Todos hicieron grandes proezas, pero a gusto de Kissinger pocos marcaron su época como Margaret Thatcher, una “completa outsider” en el partido conservador que la elevó al liderazgo: por su condición femenina, por su origen social –una rareza en un mundo de hombres y de aristócratas– y sobre todo por la fortaleza y tenacidad de su carácter. Confiesa el ensayista que se equivocó en su primer pronosticó –“no durará”–, pero no en su atracción por el personaje con el que trabó una larga amistad desde 1973, cuando era solo secretaria de Educación. Quería transformar el país, sacarlo del declive económico y de la nostalgia del imperio perdido, mantener la plena soberanía nacional y su capacidad de defensa y anclarlo en el vínculo especial con Estados Unidos en el que “creía apasionadamente”, hasta el punto  de verlo como una relación entre pares, por increíble que le pudiera parecer entonces a Reagan y a su administración.

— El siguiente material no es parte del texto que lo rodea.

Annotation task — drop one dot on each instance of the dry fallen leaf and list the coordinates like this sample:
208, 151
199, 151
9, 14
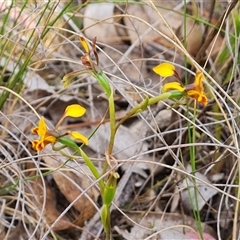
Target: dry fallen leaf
163, 226
204, 192
72, 191
50, 211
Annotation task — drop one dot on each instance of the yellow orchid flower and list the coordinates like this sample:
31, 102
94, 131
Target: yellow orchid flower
74, 110
164, 69
194, 90
48, 136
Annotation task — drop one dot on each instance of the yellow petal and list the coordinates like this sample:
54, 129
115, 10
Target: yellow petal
164, 69
79, 136
198, 80
84, 44
173, 86
199, 96
41, 129
74, 110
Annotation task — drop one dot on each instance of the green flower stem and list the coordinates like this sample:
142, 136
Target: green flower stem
106, 221
70, 143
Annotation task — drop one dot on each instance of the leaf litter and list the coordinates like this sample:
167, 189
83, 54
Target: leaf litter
146, 147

El ensayo sobre Thatcher entra con detalle en los avatares más ásperos de su vida política, presididos por una exacta apreciación kissingeriana, que vale para el conflicto norirlandés, el terrorismo del IRA, la guerra de las Malvinas o las huelgas mineras: siempre puso por encima el deber a la compasión. Nada podía complacer más a su pragmático y realista amigo americano. Este no reconoce, obviamente, la fragilidad ahora demostrada de su legado económico, las privatizaciones, el recorte de impuestos, el fomento popular del capitalismo financiero, la austeridad en el gasto, pero señala que fue pionera entre los dirigentes mundiales en cuanto a conciencia climática. Y le dedica las más cariñosas palabras para sus últimos encuentros, cuando “la enfermedad había ya nublado la mente” de la ex primera ministra.

Ni Kissinger ni ninguno de los seis personajes de su teatro de sombras del siglo XX surgieron de los estratos más altos de la sociedad, incluso en varios casos es exactamente lo contrario, pero todos comparten “cualidades aristocráticas con ambiciones meritocráticas”. Pertenecen a una clase media que valoraba “la disciplina personal, el esfuerzo por superarse, la caridad, el patriotismo y la confianza en sí mismo”. Estaban “profundamente enraizados en su identidad nacional” y, excepto Lee, todos tuvieron “una devota educación religiosa”. También encontraron como ancla fundamental la soledad y la lectura, a la que Kissinger otorga un más que relevante papel en la construcción de un dirigente político, unas palabras que resuenan en las que utilizó Emmanuel Macron, otro incondicional de la lectura como medio de educación  política, al terminar su conversación con Javier Cercas (El País, 19 de enero de 2023): “lo único que importa es la literatura”.